1. A method for delivering information to a Radio Access Network of a telecommunications network, the method comprising:

executing an application for collecting information in a user equipment;

encapsulating the information collected by the application in a packet;

sending the packet from the user equipment to a network entity of the Radio Access Network;

detecting the packet by the network entity of the Radio Access Network;

retrieving the collected information encapsulated in the packet by the network entity of the Radio Access Network; and,

configuring a set of Radio Access Network parameters by the network entity of the Radio Access Network based on the collected information.

2. The method according to claim 1, wherein the step of encapsulating the information collected by the application in a packet comprises adding a header of a transport protocol.

3. The method according to claim 2, wherein the step of encapsulating the information collected by the application in a packet comprises adding a specific IP address defined by a network operator and a given port number.

4. The method according to claim 3, wherein the step of detecting the packet by the network entity of the Radio Access Network comprises comparison of the IP address and the port number with an IP address and port number defined by a network operator.

5. The method according to claim 2, wherein said transport protocol is selected from TCP or UDP.

6. The method according to claim 1, wherein the step of detecting the packet by the network entity of the Radio Access Network comprises shallow packet inspection.

7. The method according to claim 1, wherein said information is contained in an application layer or in a non-access stratum layer.

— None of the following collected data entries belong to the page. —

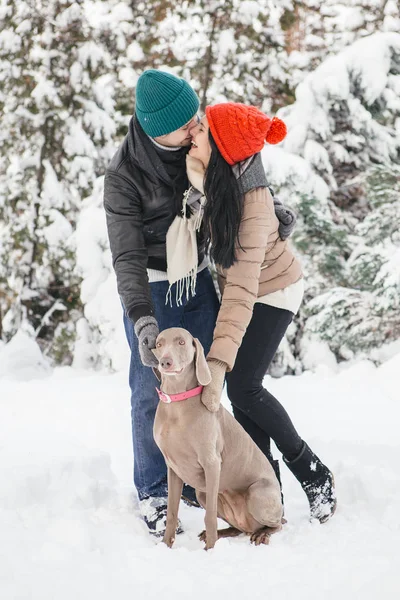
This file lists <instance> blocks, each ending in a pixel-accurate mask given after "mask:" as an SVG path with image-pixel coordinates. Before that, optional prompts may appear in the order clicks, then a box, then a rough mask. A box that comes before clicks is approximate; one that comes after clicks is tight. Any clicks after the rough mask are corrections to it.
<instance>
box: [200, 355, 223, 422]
mask: <svg viewBox="0 0 400 600" xmlns="http://www.w3.org/2000/svg"><path fill="white" fill-rule="evenodd" d="M207 364H208V367H209V369H210V372H211V382H210V383H209V384H208V385H205V386H204V389H203V392H202V394H201V401H202V403H203V404H204V406H205V407H206V408H207V409H208V410H209V411H210V412H217V411H218V409H219V405H220V402H221V394H222V388H223V387H224V380H225V373H226V363H224V362H222V360H215V359H213V358H211V359H210V360H208V361H207Z"/></svg>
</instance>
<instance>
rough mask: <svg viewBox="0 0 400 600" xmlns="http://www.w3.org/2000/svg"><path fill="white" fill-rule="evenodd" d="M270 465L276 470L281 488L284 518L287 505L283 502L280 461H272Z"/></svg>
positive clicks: (281, 481) (277, 479) (278, 460)
mask: <svg viewBox="0 0 400 600" xmlns="http://www.w3.org/2000/svg"><path fill="white" fill-rule="evenodd" d="M270 463H271V466H272V468H273V469H274V472H275V475H276V478H277V480H278V481H279V487H280V488H281V500H282V508H283V513H282V516H283V515H284V514H285V503H284V501H283V492H282V481H281V470H280V468H279V460H271V461H270Z"/></svg>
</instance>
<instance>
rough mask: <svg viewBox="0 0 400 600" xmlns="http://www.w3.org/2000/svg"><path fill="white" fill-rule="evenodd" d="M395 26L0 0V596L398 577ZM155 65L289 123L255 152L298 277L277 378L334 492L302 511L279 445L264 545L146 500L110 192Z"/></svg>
mask: <svg viewBox="0 0 400 600" xmlns="http://www.w3.org/2000/svg"><path fill="white" fill-rule="evenodd" d="M399 31H400V7H399V4H398V2H396V1H395V0H346V2H340V1H335V0H325V1H324V2H323V4H322V3H320V2H316V1H315V0H305V1H303V2H297V1H295V0H277V1H276V2H272V1H270V0H259V1H257V2H256V1H253V0H225V1H216V0H210V1H208V2H203V1H202V0H192V1H190V2H187V1H182V2H175V3H171V2H168V1H166V0H165V1H164V0H148V1H146V2H128V1H118V0H107V1H101V2H100V1H96V0H76V1H71V0H37V1H35V2H33V0H18V2H14V1H13V0H0V125H1V126H0V147H1V153H0V469H1V481H2V484H1V486H0V559H1V560H0V597H1V598H5V599H6V600H17V599H18V600H22V599H23V600H25V599H35V600H36V598H37V599H39V598H40V599H41V600H42V599H47V598H49V599H52V600H53V599H54V598H55V599H57V600H59V599H60V600H63V599H64V598H65V599H67V598H68V599H69V598H71V597H74V598H78V599H80V598H85V599H86V598H92V597H94V598H99V599H102V598H104V599H106V598H109V597H111V596H115V597H117V598H119V599H121V600H124V599H125V598H128V597H129V598H131V597H132V596H133V597H135V598H140V599H141V598H159V597H160V596H161V595H162V596H163V597H166V598H169V597H171V598H176V597H178V598H183V597H185V598H186V596H188V595H189V596H190V597H192V598H194V599H196V598H204V597H205V596H206V597H210V598H212V599H213V598H214V597H215V598H219V597H220V596H221V595H223V594H225V595H226V596H227V597H231V598H235V599H236V598H242V597H247V596H249V595H251V596H253V597H255V598H265V597H267V596H268V597H269V598H272V599H273V598H279V599H285V598H288V599H290V600H291V599H292V598H294V597H296V598H299V599H302V598H304V599H306V598H307V599H308V600H313V599H314V598H315V599H318V600H320V598H328V599H329V598H337V597H341V598H345V599H346V600H347V599H350V598H351V599H352V600H353V599H358V598H363V599H367V600H368V599H369V598H371V600H372V599H374V600H375V599H376V598H379V599H380V598H385V599H388V600H391V599H392V598H393V599H394V598H396V599H397V598H399V597H400V575H399V573H398V567H397V569H396V566H397V564H398V545H399V542H400V532H399V519H398V505H399V501H398V498H399V493H400V478H399V470H398V464H399V459H400V446H399V441H398V440H399V436H398V423H399V417H400V409H399V400H400V392H399V387H400V386H399V382H400V380H399V372H400V233H399V225H398V224H399V222H400V33H399ZM148 67H160V68H163V69H165V70H169V71H172V72H174V73H176V74H178V75H181V76H183V77H185V78H186V79H188V80H189V81H190V82H191V84H192V85H193V86H194V87H195V89H196V90H197V91H198V94H199V97H200V100H201V107H202V109H204V106H205V105H206V104H208V103H212V102H216V101H224V100H235V101H242V102H251V103H253V104H256V105H257V106H260V107H261V108H262V109H263V110H265V111H266V112H268V113H269V114H271V115H272V114H275V113H278V114H279V116H280V117H281V118H283V119H284V120H285V121H286V123H287V125H288V130H289V135H288V137H287V139H286V140H285V141H284V143H283V144H281V145H280V146H279V147H271V148H265V150H264V151H263V161H264V166H265V169H266V172H267V175H268V178H269V180H270V181H271V183H272V185H273V187H274V188H275V191H276V192H277V193H278V194H279V196H280V197H281V199H283V200H284V201H285V202H287V203H288V204H289V205H291V206H292V207H293V208H294V209H295V210H296V211H297V213H298V226H297V229H296V231H295V234H294V236H293V245H294V248H295V250H296V252H297V253H298V254H299V255H300V258H301V260H302V263H303V266H304V271H305V282H306V298H305V302H304V304H303V307H302V309H301V311H300V314H299V316H298V318H297V319H296V321H295V323H294V324H293V326H291V328H290V330H289V331H288V334H287V337H286V339H285V340H284V342H283V344H282V347H281V349H280V352H279V353H278V355H277V358H276V360H275V362H274V365H273V367H272V369H271V373H270V375H269V376H268V381H267V382H266V383H267V385H268V386H269V388H270V389H271V390H272V391H273V392H274V393H276V395H277V396H278V397H279V398H280V399H281V400H282V402H283V403H284V405H285V406H286V407H287V408H288V410H289V413H290V414H291V416H292V418H293V420H294V422H295V423H296V425H297V427H298V428H299V431H300V432H301V434H302V435H304V437H305V438H306V439H307V440H308V441H309V442H310V444H312V447H313V448H315V450H316V451H317V453H318V454H320V455H321V458H323V459H324V461H326V463H327V464H328V465H329V466H330V467H331V468H332V470H333V471H334V473H335V477H336V483H337V488H338V496H339V508H338V512H337V514H336V515H335V518H334V519H333V520H332V521H331V522H329V523H328V524H326V525H325V526H324V527H315V526H313V525H311V524H309V522H308V520H307V506H306V503H305V497H304V494H302V492H301V490H300V488H299V486H298V484H297V483H296V482H295V481H294V480H293V477H291V476H290V474H289V472H288V471H287V470H286V469H285V470H284V474H283V479H284V489H285V498H286V511H287V518H288V524H287V526H286V527H285V529H284V531H283V532H282V533H281V534H280V535H277V536H275V538H273V539H272V542H271V545H270V547H265V548H252V547H250V545H249V543H248V540H246V539H244V538H243V539H242V538H239V539H235V540H222V541H220V542H219V543H218V544H217V547H216V548H215V549H214V550H213V551H212V552H210V553H208V554H206V553H205V552H203V551H202V550H201V544H200V542H199V541H198V540H197V537H196V536H197V533H198V532H199V531H200V530H201V529H202V520H203V514H202V511H200V510H196V509H189V508H187V507H183V508H182V521H183V524H184V526H185V529H186V533H185V534H184V535H183V536H181V537H180V538H179V539H178V540H177V543H176V548H175V549H174V550H173V551H172V552H169V551H168V550H167V549H166V548H164V547H163V546H161V545H157V544H155V542H154V540H152V539H149V537H148V536H147V533H146V531H145V527H144V525H143V523H142V522H141V521H140V519H139V517H138V511H137V503H136V498H135V496H134V492H133V487H132V475H131V468H132V467H131V465H132V454H131V439H130V414H129V391H128V386H127V365H128V358H129V357H128V349H127V344H126V342H125V339H124V333H123V329H122V322H121V307H120V303H119V299H118V297H117V294H116V283H115V277H114V274H113V271H112V265H111V257H110V252H109V247H108V240H107V232H106V227H105V218H104V212H103V208H102V194H103V173H104V169H105V167H106V165H107V163H108V162H109V160H110V158H111V157H112V155H113V153H114V152H115V149H116V148H117V147H118V144H119V143H120V141H121V140H122V138H123V136H124V135H125V133H126V128H127V124H128V122H129V118H130V116H131V115H132V113H133V111H134V89H135V85H136V81H137V79H138V77H139V76H140V73H141V72H142V71H143V69H145V68H148ZM271 375H272V376H273V378H272V377H271Z"/></svg>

8. The method according to claim 1, wherein said information comprises one or more of: the user equipment IMEI; a type of the user equipment; a screen size of the user equipment; an operating system type of the user equipment; an operating system version number of the user equipment; a chipset vendor for the user equipment; a chipset firmware version number of the user equipment; location-based information for the user equipment; and a visited URL during an HTTP session for the user equipment.

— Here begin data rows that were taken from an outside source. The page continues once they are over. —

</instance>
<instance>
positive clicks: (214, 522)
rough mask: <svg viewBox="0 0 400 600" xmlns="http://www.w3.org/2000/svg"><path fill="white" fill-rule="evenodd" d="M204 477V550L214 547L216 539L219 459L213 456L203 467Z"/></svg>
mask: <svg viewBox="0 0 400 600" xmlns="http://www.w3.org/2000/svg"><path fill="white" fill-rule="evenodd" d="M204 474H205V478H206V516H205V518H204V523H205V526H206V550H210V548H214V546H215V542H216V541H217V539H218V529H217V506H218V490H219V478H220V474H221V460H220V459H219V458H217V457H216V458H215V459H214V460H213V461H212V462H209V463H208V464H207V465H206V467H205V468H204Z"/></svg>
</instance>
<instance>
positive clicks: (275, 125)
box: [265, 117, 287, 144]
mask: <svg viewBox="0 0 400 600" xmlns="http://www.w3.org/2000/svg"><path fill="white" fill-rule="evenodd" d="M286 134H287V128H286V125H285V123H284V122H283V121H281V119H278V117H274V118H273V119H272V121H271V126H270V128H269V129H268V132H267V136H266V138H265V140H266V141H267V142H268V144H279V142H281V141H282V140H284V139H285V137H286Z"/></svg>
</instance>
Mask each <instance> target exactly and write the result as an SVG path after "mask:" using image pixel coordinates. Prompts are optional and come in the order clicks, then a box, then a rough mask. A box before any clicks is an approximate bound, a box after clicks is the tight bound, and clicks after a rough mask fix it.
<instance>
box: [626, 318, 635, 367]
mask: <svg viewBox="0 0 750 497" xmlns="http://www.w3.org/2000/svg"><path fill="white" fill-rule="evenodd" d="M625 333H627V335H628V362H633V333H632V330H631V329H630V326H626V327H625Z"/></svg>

9. The method according to claim 1, wherein the step of configuring the set of Radio Access Network parameters is based on statistics derived from the collected information from the user equipment and collected information from other user equipment.

10. The method according to claim 1, wherein configuring a set of Radio Access Network parameters comprises one or more of: modifying a timer to go from a dedicated channel to a non-dedicated channel; setting mobility thresholds; allocating different priorities to different types of terminals; modifying overload control policies; modifying a Radio Access Bearer configuration; adjusting network tilts; setting a network caching function; modifying a content optimization function; and configuring information transcoding settings.

11. The method according to claim 1, wherein the Radio Access Network is 3G or LTE.

12. A network entity of a Radio Access Network of a telecommunications network, comprising:

means for detecting a packet sent by a user equipment of the telecommunications network;

means for retrieving information encapsulated in the packet; and, means for configuring a set of Radio Access Network parameters based on the information.

13. The network entity according to claim 12, wherein detecting the packet comprises shallow packet inspection.

14. The network entity according to claim 12, wherein detecting the packet comprises comparing an IP address and a port number included the packet with an IP address and port number defined by a network operator.

15. A User equipment for delivering information to a Radio Access Network of a telecommunications network, comprising:

means for executing an application for collecting information;

means for encapsulating the information collected by the application in a packet; and

means for sending the packet to a network entity of the Radio Access Network.